In case you are interested, Diane “Dee” Challis has been the Director/Producer of the Pageant since 1995 and makes all final decisions. Diane will allow cast members to be a part of the annual research committee, which is also very fun and educational. There is full-time, year-round staff that creates the costumes, headpieces and makeup. Some are re-used, but most are created new each year. The parts are assigned by the Casting Director. No one is guaranteed a part, and everyone must try out every year. They start by building the sets and then figure out the people that will best match the set. Cast members range anywhere from four years old to people well into their nineties. Anyone can try out. The casting call is generally three evenings in the first or second week of January. If you cannot make the casting call, you can call the casting office to make an appointment. (Image to below: Ray and Karen in “National Statuary Hall” at the 2015 Pageant of the Masters. Ray was King Kamehameha (far right) and Karen was Esther Hobart Morris (second from right).)

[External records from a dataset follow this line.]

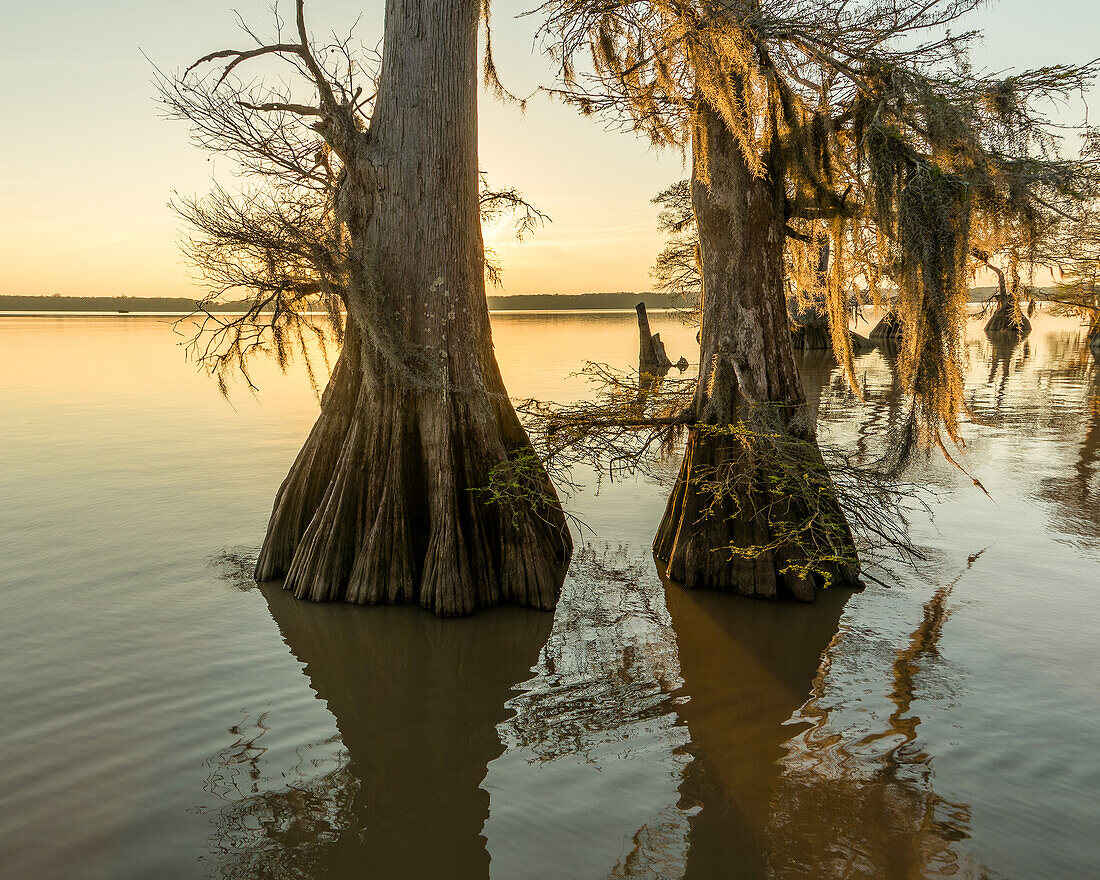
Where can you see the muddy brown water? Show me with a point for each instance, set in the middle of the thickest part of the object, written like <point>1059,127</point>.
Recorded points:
<point>161,716</point>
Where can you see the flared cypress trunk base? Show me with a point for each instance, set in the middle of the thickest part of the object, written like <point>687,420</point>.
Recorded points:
<point>733,539</point>
<point>392,499</point>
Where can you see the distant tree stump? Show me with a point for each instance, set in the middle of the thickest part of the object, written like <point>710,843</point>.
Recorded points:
<point>1008,317</point>
<point>888,329</point>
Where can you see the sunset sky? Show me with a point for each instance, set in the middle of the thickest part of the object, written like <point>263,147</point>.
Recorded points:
<point>87,164</point>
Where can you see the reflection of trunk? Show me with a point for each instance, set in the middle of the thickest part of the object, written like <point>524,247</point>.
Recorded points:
<point>746,372</point>
<point>417,702</point>
<point>747,667</point>
<point>382,503</point>
<point>868,812</point>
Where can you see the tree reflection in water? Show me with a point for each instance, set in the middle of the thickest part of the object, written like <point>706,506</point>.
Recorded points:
<point>595,741</point>
<point>864,806</point>
<point>417,701</point>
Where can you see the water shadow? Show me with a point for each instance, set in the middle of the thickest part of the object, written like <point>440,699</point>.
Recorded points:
<point>417,701</point>
<point>747,666</point>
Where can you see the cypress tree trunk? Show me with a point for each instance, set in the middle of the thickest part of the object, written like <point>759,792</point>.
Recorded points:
<point>746,370</point>
<point>384,503</point>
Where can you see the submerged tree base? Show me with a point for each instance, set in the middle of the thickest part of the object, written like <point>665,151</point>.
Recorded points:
<point>1009,318</point>
<point>416,496</point>
<point>755,513</point>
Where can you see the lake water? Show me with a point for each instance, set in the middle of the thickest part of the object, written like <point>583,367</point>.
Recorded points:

The most difficult year was the year Ray was cast as “Sasquatch” in a live action sequence on the hillside. He had to take off the costume before coming back into the casting area because he scared the small children! Karen’s most difficult year was when she volunteered to be a backstage runner and had to herd eight little kids into their costumes in the dark and get them to not talk and stand still.
They have never needed to take time off work to be a part of the Pageant. All rehearsals are on week nights at 7:00 pm, and summer performances are at 8:30 pm. They have had so many great memories as volunteers. “Once you’re cast, you very much become family. We’ve made friends for life, celebrated birthdays, graduations, weddings and even mourned the loss of many over the years. We feel very fortunate and grateful to be able to participate.”
Karen and Ray would encourage everyone to try out if you have an interest. “It’s a substantial time commitment in the months of July and August, but worth every minute when you get to be a part of a one of kind show. It’s a family atmosphere and once you’re in, you become a family member and you’ll want to return each year.”
For those of you that would like to attend this year’s Pageant of the Masters that will run July 7th to August 31st, look for Ray in a Duke Ellington Statue that will rotate next to the main stage and Karen in a sculpture titled “Apollo and the Nymphs”. While Ray and Karen have many favorites over the years, “The Last Supper” painting is traditionally done each year at the close of the show. Diane and I plan to attend this year so that we can see Ray and Karen perform first hand.
Thanks Karen and Ray for sharing your Pageant of the Masters experience with all of us!